概要
- タカ派のKugler Fed理事が突然辞任したと伝えた。
- Trump大統領が後任理事を任命することでFed理事会内での影響力を拡大すると伝えた。
- 市場では9月の政策金利引き下げ確率が80%を超えていると報じた。
親Donald Trump理事が3人に拡大
9月利下げ確率80%
Jerome Powell米連邦準備制度理事会(Fed)議長に政策金利の引き下げを求めて圧力をかけているDonald Trump米大統領が、次期Fed議長を予想よりも早く指名できる可能性が出てきた。利下げに慎重な「タカ派」のAdriana KuglerFed理事が突然辞任したためだ。その結果、当初予定された来年1月のKugler理事の任期満了まで待たずして、自身の意向に沿った人物を理事職に就けることが可能となった。Trump大統領が新たな理事を指名する際、次期Fed議長を念頭に置くのではないかとの観測も出ている。
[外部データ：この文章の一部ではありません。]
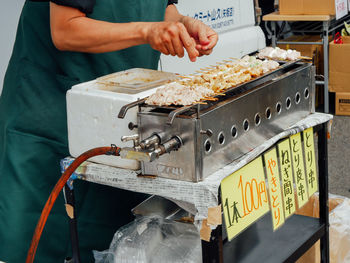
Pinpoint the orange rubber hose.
[26,146,120,263]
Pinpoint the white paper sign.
[335,0,349,19]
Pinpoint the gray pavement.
[328,116,350,198]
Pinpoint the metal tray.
[97,68,179,94]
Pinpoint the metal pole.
[202,226,224,263]
[271,21,277,47]
[318,123,330,263]
[323,21,329,113]
[63,184,81,263]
Fedは1日、Kugler理事が今月8日にFed理事職を退任することを明らかにした。Fed内でもタカ派とされるKuglerは、Joe Biden政権下の2023年9月にFed理事として任命され、任期は来年1月末までだった。辞任の背景は明らかにされていない。
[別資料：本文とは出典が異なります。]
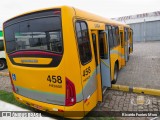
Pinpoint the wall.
[129,20,160,42]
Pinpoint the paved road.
[94,90,160,120]
[116,41,160,89]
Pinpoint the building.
[113,11,160,42]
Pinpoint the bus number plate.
[47,75,62,88]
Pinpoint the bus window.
[76,21,92,65]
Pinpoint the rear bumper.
[13,93,85,119]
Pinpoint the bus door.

Kuglerは同日、Trump大統領に辞意を伝える書簡を送付し、Trump大統領は「非常に嬉しく思う」とコメントした。さらに自身のSNSで「彼女(Kugler)は彼(Powell)が金利決定で誤った判断をしていることを知っていた(だから辞任した)」とし、「彼(Powell)も辞任すべきだ」と主張した。この日午前にもSNSでFed理事会にPowell議長の解任を求めた。
Kuglerの突然の辞任により、Trump大統領の「Fed揺さぶり」がさらに激しさを増すとの分析も出ている。Kuglerの後任理事はTrump大統領が任命することができ、そうなればFed理事7人のうちTrump大統領が任命した人物は、副議長のMichelle Bowmanと理事のChristopher Wallerを含め計3人に増えることになる。先月の連邦公開市場委員会(FOMC)でFedが政策金利を据え置いた際、Bowman副議長とWaller理事は利下げを主張し、約30年ぶりにFed理事会で最大の亀裂が生じた。
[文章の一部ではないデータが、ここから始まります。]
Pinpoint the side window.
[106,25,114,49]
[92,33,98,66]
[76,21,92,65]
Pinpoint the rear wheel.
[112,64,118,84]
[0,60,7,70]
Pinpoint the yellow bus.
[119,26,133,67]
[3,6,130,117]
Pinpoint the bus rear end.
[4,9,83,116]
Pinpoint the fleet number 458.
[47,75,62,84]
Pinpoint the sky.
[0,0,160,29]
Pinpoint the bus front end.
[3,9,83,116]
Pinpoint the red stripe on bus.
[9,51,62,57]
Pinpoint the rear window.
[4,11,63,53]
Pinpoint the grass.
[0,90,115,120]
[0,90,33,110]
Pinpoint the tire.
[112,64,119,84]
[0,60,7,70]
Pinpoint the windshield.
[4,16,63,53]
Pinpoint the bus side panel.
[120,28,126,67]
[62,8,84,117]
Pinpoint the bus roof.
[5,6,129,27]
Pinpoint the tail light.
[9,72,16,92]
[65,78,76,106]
来年5月にはPowell議長の任期が終了するため、Trump大統領にとっては次期議長候補を前もって理事会に送り込む好機でもある。
FedはTrump大統領の圧力だけでなく、金利を巡る悩みがさらに深まっている。1日、米労働省が発表した雇用統計で、米雇用市場が急速に悪化しているという結果が出たからだ。
だが市場はすでに9月の政策金利引き下げを既定路線と見ている。シカゴ・マーカンタイル取引所(CME)のFedWatch Toolによると、3日現在、市場ではFedが9月に政策金利を0.25%ポイント引き下げる確率を80.3%とみている。